3D printing is advancing rapidly, and the range of materials that can be used has expanded considerably. While the technology was previously limited to fast-curing plastics, it has now been made suitable for slow-curing plastics as well. These have decisive advantages as they have enhanced elastic properties and are more durable and robust.
The use of such polymers is made possible by a new technology developed by researchers at ETH Zurich and a US start-up. As a result, researchers can now 3D print complex, more durable robots from a variety of high-quality materials in one go. This new technology also makes it easy to combine soft, elastic, and rigid materials. The researchers can also use it to create delicate structures and parts with cavities as desired.

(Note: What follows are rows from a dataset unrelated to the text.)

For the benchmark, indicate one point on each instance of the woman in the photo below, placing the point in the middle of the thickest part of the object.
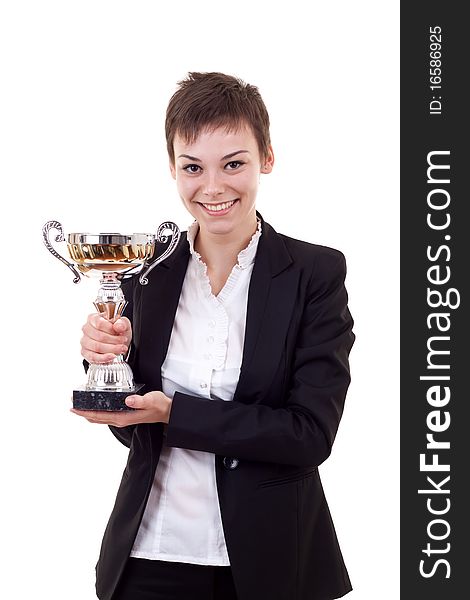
(242, 338)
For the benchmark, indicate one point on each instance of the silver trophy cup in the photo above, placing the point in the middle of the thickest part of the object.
(112, 257)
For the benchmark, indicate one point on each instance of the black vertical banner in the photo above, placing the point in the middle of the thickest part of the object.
(435, 315)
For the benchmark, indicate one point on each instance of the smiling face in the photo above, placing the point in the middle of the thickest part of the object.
(217, 177)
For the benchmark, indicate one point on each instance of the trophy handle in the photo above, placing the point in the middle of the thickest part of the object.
(162, 236)
(59, 238)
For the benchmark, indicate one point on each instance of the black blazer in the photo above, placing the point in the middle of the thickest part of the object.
(270, 440)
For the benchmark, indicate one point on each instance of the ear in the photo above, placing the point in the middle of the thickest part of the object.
(268, 163)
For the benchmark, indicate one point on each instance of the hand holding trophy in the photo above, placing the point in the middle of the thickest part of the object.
(112, 257)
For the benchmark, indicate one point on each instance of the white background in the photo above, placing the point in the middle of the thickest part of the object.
(84, 90)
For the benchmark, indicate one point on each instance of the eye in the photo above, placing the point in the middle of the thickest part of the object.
(192, 168)
(234, 164)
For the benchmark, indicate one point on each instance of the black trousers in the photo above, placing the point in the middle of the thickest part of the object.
(161, 580)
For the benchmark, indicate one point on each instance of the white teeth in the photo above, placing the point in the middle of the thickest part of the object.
(218, 207)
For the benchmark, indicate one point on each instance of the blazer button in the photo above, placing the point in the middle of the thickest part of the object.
(230, 463)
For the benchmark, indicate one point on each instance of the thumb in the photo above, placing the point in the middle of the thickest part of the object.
(121, 325)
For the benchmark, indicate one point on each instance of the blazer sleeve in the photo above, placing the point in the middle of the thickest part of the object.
(302, 431)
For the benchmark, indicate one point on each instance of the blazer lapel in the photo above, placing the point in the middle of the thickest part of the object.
(160, 302)
(271, 301)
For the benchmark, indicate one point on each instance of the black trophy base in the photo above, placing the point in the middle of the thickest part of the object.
(84, 399)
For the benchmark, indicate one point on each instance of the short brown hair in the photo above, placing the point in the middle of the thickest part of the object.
(211, 100)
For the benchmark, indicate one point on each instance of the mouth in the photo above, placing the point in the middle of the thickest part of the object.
(218, 209)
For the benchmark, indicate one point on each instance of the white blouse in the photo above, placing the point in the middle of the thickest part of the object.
(182, 521)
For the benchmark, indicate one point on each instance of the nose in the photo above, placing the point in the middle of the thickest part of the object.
(213, 185)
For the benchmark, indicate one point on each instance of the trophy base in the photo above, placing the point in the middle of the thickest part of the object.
(84, 399)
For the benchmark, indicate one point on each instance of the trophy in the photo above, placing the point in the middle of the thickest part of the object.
(112, 257)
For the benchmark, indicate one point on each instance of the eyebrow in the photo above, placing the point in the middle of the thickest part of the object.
(227, 156)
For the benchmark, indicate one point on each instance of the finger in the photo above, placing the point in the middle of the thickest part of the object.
(122, 326)
(94, 357)
(90, 345)
(98, 321)
(136, 401)
(100, 335)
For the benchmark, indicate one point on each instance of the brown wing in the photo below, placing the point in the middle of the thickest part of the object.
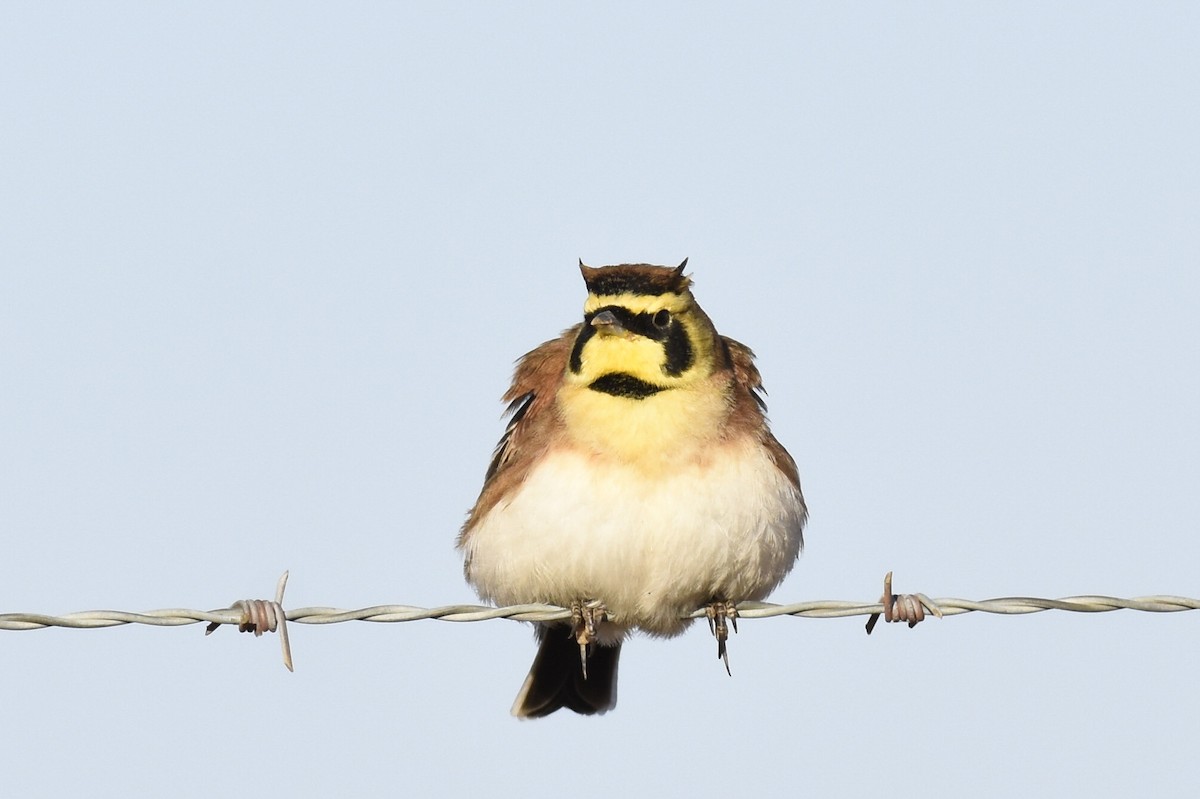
(750, 409)
(532, 426)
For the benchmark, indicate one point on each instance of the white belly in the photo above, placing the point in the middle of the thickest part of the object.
(651, 548)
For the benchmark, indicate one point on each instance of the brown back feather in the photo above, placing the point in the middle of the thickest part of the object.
(533, 425)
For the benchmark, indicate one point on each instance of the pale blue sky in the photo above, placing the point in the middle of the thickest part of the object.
(265, 270)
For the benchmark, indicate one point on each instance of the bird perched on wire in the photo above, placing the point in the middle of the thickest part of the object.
(637, 481)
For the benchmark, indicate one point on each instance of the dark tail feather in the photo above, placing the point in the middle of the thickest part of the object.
(556, 679)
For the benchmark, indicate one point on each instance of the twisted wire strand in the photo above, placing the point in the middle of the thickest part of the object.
(396, 613)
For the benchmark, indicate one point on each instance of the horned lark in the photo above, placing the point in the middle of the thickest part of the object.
(636, 482)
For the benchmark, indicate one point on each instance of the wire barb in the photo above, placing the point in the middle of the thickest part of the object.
(263, 616)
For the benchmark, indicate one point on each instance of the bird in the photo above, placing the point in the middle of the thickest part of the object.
(636, 481)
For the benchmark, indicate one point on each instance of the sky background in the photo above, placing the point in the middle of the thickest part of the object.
(265, 270)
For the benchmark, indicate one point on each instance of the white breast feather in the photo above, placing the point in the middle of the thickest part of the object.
(649, 548)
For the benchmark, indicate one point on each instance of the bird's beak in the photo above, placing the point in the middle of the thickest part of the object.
(606, 323)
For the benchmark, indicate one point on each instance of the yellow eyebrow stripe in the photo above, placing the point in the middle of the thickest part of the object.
(640, 302)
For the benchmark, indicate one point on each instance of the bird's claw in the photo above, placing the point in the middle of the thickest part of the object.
(586, 617)
(903, 607)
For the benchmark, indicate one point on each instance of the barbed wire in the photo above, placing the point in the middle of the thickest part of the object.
(396, 613)
(264, 616)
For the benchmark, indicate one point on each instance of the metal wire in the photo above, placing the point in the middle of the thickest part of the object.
(396, 613)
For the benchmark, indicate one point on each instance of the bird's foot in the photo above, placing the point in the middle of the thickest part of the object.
(586, 617)
(909, 608)
(721, 616)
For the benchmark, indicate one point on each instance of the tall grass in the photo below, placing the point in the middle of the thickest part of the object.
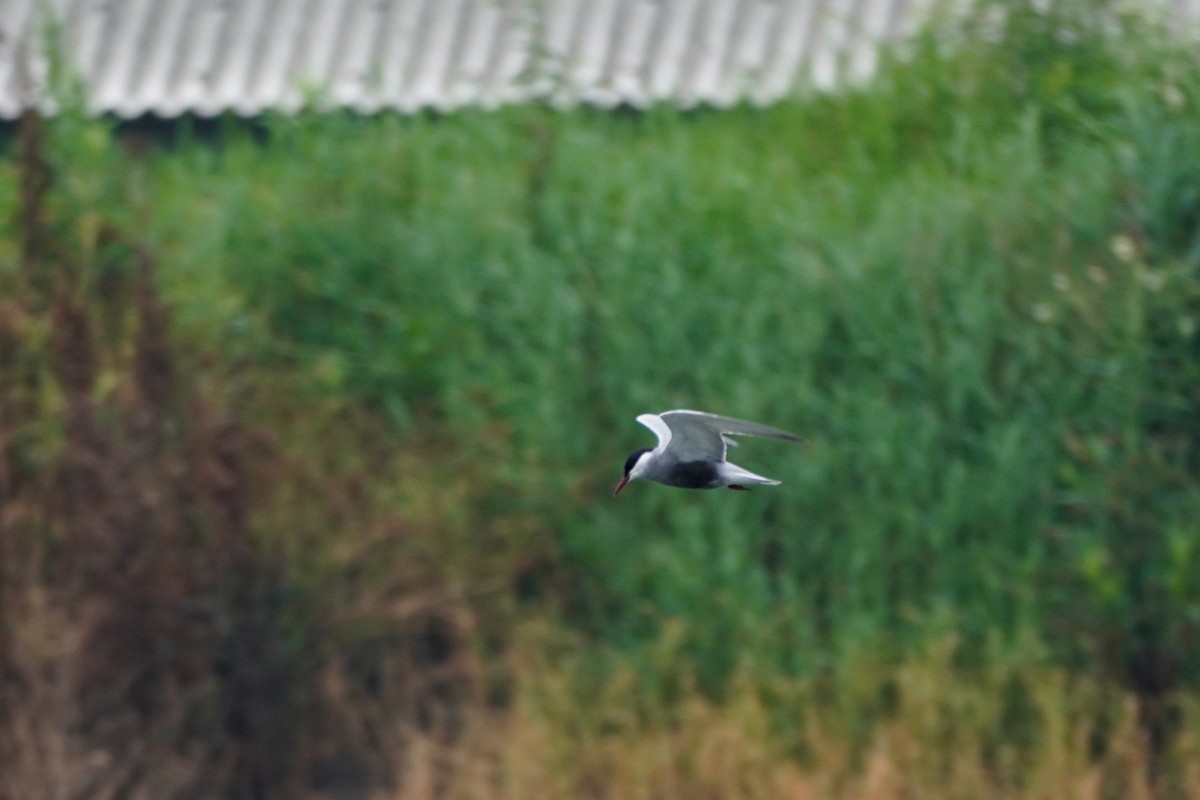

Materials that return to their original state
Using the new technology, researchers at ETH Zurich have succeeded for the first time in printing a robotic hand with bones, ligaments and tendons made of different polymers in one go. “We wouldn’t have been able to make this hand with the fast-curing polyacrylates we’ve been using in 3D printing so far,” explains Thomas Buchner, a doctoral student in the group of ETH Zurich robotics professor Robert Katzschmann and first author of the study. “We’re now using slow-curing thiolene polymers. These have very good elastic properties and return to their original state much faster after bending than polyacrylates.” This makes thiolene polymers ideal for producing the elastic ligaments of the robotic hand.